Oil prices fell in Asia today, reversing sharp gains in the previous session, hit by a strong dollar and persistent concerns over a global supply glut.
US benchmark West Texas Intermediate for October delivery, which expires at the end of the trading day, eased 39 cents to USD 46.29 in late-morning trade after spiking 4.1 per cent at its close in New York yesterday.
Brent crude for November dipped 37 cents to USD 48.55 a barrel following a 3.1 per cent surge in London.
“A resurgent US dollar weighed on crude prices. However, an improved risk tone could cushion oil prices on the downside,” said Bernard Aw, market strategist at IG Markets in Singapore.
The dollar climbed after three Federal Reserve presidents put the argument for borrowing costs the rise by year’s end, in a bid to soothe concerns about the global economy that were stoked by the bank’s decision to hold fire Thursday.
A strong greenback makes dollar-priced oil more expensive for holders of weaker currencies, hurting demand and prices.
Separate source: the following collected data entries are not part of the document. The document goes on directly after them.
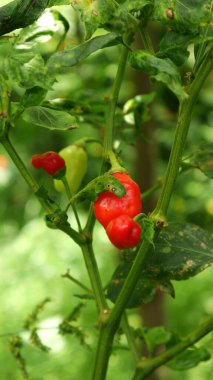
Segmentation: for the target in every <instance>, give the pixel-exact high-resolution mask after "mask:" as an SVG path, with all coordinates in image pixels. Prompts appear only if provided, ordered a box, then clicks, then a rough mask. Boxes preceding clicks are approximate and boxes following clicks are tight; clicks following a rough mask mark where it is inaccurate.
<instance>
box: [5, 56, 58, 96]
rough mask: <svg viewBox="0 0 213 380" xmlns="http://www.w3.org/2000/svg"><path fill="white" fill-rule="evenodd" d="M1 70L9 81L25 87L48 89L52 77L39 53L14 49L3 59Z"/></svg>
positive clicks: (53, 77)
mask: <svg viewBox="0 0 213 380" xmlns="http://www.w3.org/2000/svg"><path fill="white" fill-rule="evenodd" d="M2 72H3V74H4V75H5V77H6V78H8V80H9V81H10V83H12V84H13V83H14V82H15V83H17V84H19V85H20V86H23V87H25V88H32V87H35V86H39V87H42V88H45V89H47V90H48V89H50V88H51V86H52V84H53V82H54V77H53V76H52V74H51V73H47V70H46V66H45V63H44V60H43V58H42V57H41V56H40V55H39V54H36V55H35V54H34V53H21V52H18V51H14V52H13V53H12V54H11V55H9V56H7V57H5V59H4V60H3V67H2Z"/></svg>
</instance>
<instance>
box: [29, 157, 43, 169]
mask: <svg viewBox="0 0 213 380" xmlns="http://www.w3.org/2000/svg"><path fill="white" fill-rule="evenodd" d="M31 163H32V165H33V166H34V168H36V169H41V168H42V166H43V165H42V154H34V156H32V160H31Z"/></svg>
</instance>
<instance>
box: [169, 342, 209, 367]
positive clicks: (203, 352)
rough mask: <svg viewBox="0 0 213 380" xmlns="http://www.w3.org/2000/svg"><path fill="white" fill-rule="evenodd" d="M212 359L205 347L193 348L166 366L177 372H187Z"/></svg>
mask: <svg viewBox="0 0 213 380" xmlns="http://www.w3.org/2000/svg"><path fill="white" fill-rule="evenodd" d="M210 357H211V354H210V352H209V351H208V350H207V349H206V348H205V347H201V348H196V347H192V348H188V349H187V350H185V351H183V352H182V353H181V354H179V355H177V356H175V357H174V358H173V359H172V360H170V361H169V362H168V363H167V364H166V366H167V367H169V368H171V369H173V370H175V371H185V370H187V369H190V368H193V367H196V366H197V365H198V364H199V363H200V362H203V361H206V360H209V359H210Z"/></svg>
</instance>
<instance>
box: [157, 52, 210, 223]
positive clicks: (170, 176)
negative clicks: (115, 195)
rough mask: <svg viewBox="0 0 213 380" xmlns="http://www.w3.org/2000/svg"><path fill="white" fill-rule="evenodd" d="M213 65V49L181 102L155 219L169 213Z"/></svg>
mask: <svg viewBox="0 0 213 380" xmlns="http://www.w3.org/2000/svg"><path fill="white" fill-rule="evenodd" d="M212 66H213V60H212V50H211V51H209V53H208V55H207V56H206V57H205V59H204V61H203V62H202V64H201V66H200V68H199V70H198V72H197V75H196V77H195V79H194V81H193V82H192V84H191V85H190V87H189V90H188V95H189V96H188V98H187V99H185V100H183V102H182V103H181V104H180V111H179V117H178V121H177V127H176V131H175V136H174V142H173V146H172V149H171V154H170V158H169V162H168V166H167V170H166V176H165V180H164V184H163V188H162V191H161V194H160V197H159V199H158V202H157V206H156V208H155V210H154V212H153V213H152V217H153V218H154V219H164V218H165V216H166V214H167V210H168V206H169V202H170V199H171V196H172V192H173V189H174V184H175V181H176V178H177V175H178V170H179V167H180V163H181V158H182V154H183V150H184V147H185V142H186V137H187V134H188V129H189V125H190V121H191V115H192V110H193V106H194V105H195V102H196V100H197V97H198V94H199V92H200V89H201V87H202V85H203V83H204V81H205V80H206V78H207V76H208V74H209V72H210V71H211V69H212Z"/></svg>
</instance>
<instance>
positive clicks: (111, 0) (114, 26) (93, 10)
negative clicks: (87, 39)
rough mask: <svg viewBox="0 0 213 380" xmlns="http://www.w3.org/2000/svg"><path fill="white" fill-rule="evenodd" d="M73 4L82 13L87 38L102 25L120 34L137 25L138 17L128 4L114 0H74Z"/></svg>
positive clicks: (78, 10) (76, 9)
mask: <svg viewBox="0 0 213 380" xmlns="http://www.w3.org/2000/svg"><path fill="white" fill-rule="evenodd" d="M71 4H72V5H73V7H74V8H75V9H76V10H78V11H79V12H80V14H81V19H82V21H83V22H84V24H85V30H86V36H85V38H86V39H89V38H90V37H91V36H92V34H93V33H94V32H95V31H96V29H98V28H100V27H101V28H105V29H107V30H110V31H114V32H117V33H119V34H123V33H125V32H126V31H127V30H131V29H134V28H136V27H137V22H136V19H134V17H133V16H131V15H130V13H129V10H128V9H127V5H126V4H124V5H121V6H119V4H118V3H117V2H116V1H114V0H96V1H90V0H73V1H71ZM145 5H146V4H144V5H143V6H145Z"/></svg>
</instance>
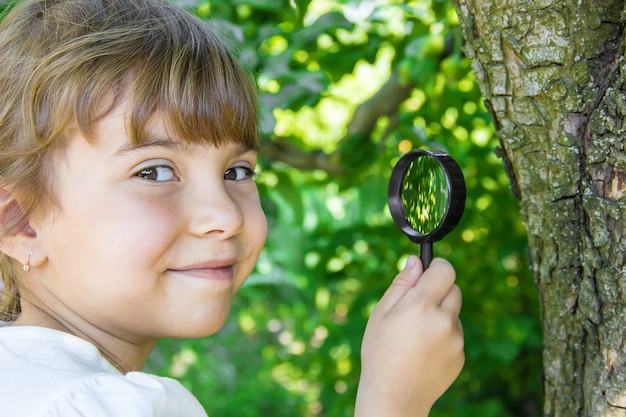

Analysts have said yesterday’s strong price rebound looked more like a technical correction from heavy losses last week as the fundamentals of a crude oversupply outrunning demand remained intact.
Traders are also closely monitoring progress on Iran’s compliance under a deal with western powers to curb its nuclear ambitions in return for the lifting of sanctions that will allow it to export more oil.